With a handful of scientists and journalists who were also appalled at the easy acceptance of Geller's claims, Randi founded CSICOP, the Committee for the Scientific Investigation of Claims of the Paranormal, which today includes such luminaries as Astronomer Carl Sagan, Nobel Laureate Physicist Murray Gell-Mann and Psychologist B.F. Skinner. As CSICOP's point man, Randi sought out TV producers and editors and demonstrated that he could duplicate Geller's feats simply by using distraction and sleight of hand. Geller soon came a cropper. During a disastrous 22-minute appearance on the Tonight show, he failed to perform a single feat; Carson's staff, consulting with Randi, had set up safeguards against cheating.
Rocketed into fame by the Geller affair, Randi has gone on to expose psychics, dowsers, levitators, astrologers and other naive or fraudulent stars of the paranormal world. For example, after a St. Louis parapsychology laboratory claimed to have discovered two boys who could mentally bend spoons, create images on unexposed photographic film and change the position of clock hands, Randi pounced. The precocious wizards, he declared, were in fact skilled amateur magicians. With Randi's connivance, they had been planted in the lab -- which soon lost its funding and closed down. And when a psychic demonstrated on a TV show that he could mentally cause pages of a book to flip, Randi sprinkled bits of Styrofoam around the opened book and asked for a repeat performance. The psychic, who had been unobtrusively exhaling through his lips to turn the pages, balked, all too aware that flying Styrofoam would literally blow his act.

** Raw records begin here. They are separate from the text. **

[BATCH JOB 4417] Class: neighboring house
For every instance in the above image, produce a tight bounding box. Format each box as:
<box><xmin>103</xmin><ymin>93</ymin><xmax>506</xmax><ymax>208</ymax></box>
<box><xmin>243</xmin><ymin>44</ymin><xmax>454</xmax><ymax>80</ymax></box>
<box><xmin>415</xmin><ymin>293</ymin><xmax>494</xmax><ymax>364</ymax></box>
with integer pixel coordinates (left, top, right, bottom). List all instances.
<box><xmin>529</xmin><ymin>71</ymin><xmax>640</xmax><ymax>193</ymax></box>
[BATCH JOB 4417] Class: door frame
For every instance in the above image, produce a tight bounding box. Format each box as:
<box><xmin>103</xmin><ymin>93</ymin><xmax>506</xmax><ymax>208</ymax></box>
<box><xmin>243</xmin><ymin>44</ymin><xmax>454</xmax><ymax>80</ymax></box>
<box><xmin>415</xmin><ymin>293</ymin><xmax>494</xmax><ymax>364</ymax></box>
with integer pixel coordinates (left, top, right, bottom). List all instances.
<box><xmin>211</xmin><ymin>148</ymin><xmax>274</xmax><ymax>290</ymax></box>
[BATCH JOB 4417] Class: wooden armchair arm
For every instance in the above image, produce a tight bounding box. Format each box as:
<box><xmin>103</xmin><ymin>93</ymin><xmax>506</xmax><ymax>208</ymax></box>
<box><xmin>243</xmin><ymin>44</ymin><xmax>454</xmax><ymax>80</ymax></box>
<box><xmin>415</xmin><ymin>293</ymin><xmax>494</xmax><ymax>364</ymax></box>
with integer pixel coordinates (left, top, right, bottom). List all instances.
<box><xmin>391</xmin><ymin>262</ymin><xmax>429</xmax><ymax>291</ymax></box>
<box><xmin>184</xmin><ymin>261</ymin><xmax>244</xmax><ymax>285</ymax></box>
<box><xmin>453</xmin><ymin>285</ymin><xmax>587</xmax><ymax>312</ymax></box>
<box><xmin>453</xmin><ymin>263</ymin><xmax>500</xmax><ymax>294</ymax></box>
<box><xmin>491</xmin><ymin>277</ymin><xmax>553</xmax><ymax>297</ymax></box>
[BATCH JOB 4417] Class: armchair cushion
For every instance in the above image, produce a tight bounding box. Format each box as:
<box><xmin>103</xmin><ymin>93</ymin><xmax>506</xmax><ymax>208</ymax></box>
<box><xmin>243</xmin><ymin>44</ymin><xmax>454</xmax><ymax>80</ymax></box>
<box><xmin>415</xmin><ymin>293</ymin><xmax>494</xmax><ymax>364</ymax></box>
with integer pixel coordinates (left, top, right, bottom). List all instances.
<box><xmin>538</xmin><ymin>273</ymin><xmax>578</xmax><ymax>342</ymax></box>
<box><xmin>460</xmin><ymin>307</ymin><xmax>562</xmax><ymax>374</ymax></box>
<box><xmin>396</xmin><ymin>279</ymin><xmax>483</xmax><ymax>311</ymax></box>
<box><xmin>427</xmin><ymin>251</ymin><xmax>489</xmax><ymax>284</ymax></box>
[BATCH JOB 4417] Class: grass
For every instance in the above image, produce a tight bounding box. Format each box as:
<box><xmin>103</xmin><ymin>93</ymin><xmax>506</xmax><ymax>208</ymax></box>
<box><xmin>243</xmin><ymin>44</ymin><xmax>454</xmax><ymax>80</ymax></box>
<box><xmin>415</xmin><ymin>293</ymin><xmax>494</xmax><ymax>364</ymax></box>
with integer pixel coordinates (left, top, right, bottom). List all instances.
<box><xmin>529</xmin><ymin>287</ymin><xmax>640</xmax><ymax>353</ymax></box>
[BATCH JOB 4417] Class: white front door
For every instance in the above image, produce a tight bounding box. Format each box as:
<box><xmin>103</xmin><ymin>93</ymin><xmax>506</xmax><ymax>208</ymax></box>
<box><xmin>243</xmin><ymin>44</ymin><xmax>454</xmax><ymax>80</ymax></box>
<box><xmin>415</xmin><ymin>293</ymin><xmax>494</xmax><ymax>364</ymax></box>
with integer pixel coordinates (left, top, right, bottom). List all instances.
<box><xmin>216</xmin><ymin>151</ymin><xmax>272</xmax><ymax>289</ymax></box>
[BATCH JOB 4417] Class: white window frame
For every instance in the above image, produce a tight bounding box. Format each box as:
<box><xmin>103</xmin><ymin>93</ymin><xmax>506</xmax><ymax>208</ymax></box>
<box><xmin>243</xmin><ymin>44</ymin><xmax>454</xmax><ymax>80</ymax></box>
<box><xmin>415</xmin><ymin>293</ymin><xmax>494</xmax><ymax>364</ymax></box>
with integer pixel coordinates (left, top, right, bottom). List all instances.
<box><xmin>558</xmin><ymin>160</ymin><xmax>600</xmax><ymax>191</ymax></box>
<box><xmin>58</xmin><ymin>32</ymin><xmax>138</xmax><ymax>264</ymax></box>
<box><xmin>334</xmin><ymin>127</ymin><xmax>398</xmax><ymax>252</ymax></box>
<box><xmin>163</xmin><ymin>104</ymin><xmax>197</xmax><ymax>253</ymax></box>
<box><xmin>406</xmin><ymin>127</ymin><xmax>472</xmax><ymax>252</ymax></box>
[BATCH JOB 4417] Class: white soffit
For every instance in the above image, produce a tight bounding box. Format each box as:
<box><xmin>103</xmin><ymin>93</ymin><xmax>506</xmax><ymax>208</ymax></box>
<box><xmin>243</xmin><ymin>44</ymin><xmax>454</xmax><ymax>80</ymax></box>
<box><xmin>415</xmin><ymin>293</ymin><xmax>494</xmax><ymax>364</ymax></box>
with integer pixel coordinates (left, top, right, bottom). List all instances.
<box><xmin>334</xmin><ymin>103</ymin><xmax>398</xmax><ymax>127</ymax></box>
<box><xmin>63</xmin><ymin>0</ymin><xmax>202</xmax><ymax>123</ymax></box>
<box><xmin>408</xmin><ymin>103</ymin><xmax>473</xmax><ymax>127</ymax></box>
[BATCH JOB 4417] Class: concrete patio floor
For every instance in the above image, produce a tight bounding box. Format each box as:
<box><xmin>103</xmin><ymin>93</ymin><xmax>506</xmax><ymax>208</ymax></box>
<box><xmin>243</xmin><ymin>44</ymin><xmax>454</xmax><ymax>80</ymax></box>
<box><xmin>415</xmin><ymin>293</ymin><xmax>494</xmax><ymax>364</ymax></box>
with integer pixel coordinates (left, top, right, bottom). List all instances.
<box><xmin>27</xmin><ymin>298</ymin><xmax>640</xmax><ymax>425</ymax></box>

None of Randi's exploits better illustrates his ingenuity than his 1986 exposure of Peter Popoff, the TV evangelist who claimed to be guided by God's voice. Popoff would race around an auditorium, striding up to dozens of people he had never met, greeting them by name, reciting their addresses, diagnosing their illnesses and then pretending to heal them with a laying on of hands. With the help of several volunteers, a video camera and a radio frequency scanner, Randi discovered that Popoff's wife Elizabeth toured the audience before the service began and engaged in seemingly casual chitchat. In her oversize purse was a radio transmitter that carried the conversations backstage, where Popoff transcribed them. When the evangelist later made his rounds of the audience, he had in his left ear a hidden miniature receiver that enabled Elizabeth, now backstage, to direct him to those members of the audience she had already pumped for information.